人間じゃなくて魔族だし、下手すると『魔王軍をやめたいです』って申し出ただけで殺されるなんてことは――。
「うう……ゾッとしないな。とにかく慎重に行動しよう」
とりあえず今後の方針が決まるまでは、今まで通りに行動した方がよさそうだ。
魔族といっても、この『3番隊』にいるのは人間とあんまり変わらない外見の種族が多い。
だから、あんまり魔族の中にいるっていう感じがしない。
まるで人間の世界で生活しているような感覚になる。
まあ、俺は前世でもコミュ力が低い方だったし、あまり他の隊員と交流せず、黙々と日々の仕事をこなした。
で、プライベートな時間はもっぱら自分の訓練に費やした。
「やっぱ……地道な修行しかないもんな」
せっかく転生したのに、またすぐ死んじゃうなんて絶対に嫌だ。
だから強くなるんだ。
生きるために。
とりあえずは筋トレや素振り、剣術の足さばきやイメージトレーニングなど、ひたすら修行した。
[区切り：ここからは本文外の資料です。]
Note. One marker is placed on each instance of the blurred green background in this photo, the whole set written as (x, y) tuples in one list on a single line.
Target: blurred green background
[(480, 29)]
根がズボラな俺も、さすがに近い将来の死が確定しているような状況だと必死で努力する。
「おっ、筋力が上がってる!」
修行を始めて一か月――。
地道な筋トレや素振りなどが功を奏したのか、俺の筋力値が1上がっていた。
――――――
名前:ゼル・スターク
種族:デモンブレイダー
ちから:4→5
はやさ:7
HP:30
MP:0
スキル:【上段斬り】【中段突き】【下段払い】
――――――
上昇したところで、中位や高位の魔族からすれば誤差程度の微々たる数値かもしれない。
それでも修行することでステータスが成長することは嬉しい。
「ただ……こんな程度の成長速度じゃ、勇者と戦うまでに大して強くなれないな」
もっと早く、爆発的に成長したい。
「どうすれば、もっと強くなれるんだろう……」
うーん……と考えながら歩いていると、
「がんばってるわね」
前方から一人の女魔族が話しかけてきた。
外見年齢は二十代前半くらい。
腰まで伸びた銀の髪に血のような赤い瞳をした絶世の美女である。
この第七騎士団3番隊の隊長を務めるラヴィニアさんだった。
種族はメデューサ。
実際の年齢は数百歳らしいので、外見だけじゃなく精神的にも俺よりずっとお姉さんだ。
「ど、どうも、恐縮です。ラヴィニア隊長……」
「そんなにかしこまらないで」
「いや上司ですし」
「気楽に話してくれていいわよ」
ラヴィニア隊長は優しい人みたいだ。
前世で勤めていた会社の直属の上司はパワハラばっかりしてくるクソ野郎だったから、その違いだけで俺は気持ちがホッとなった。
というか、実際に生活して実感したけど、魔族と言っても別に邪悪な種族じゃないようだ。
多種多様な種族の混成国家なので、中には邪悪そのものっていう種族もいるんだけど――。
俺の種族、そして部隊はすごく真面目で善良な感じだった。
「ありがとうございます、隊長」
俺は礼を言った。
「俺、強くなりたいんです。だからがんばります」
「ふふ、がんばっている子って好きよ。でも、あまり無理しないようにね」
ラヴィニア隊長が優しく微笑む。
「悩みがあったら、いつでも相談に乗るからね」
そんな笑顔で見られたら――惚れてしまいそうだ。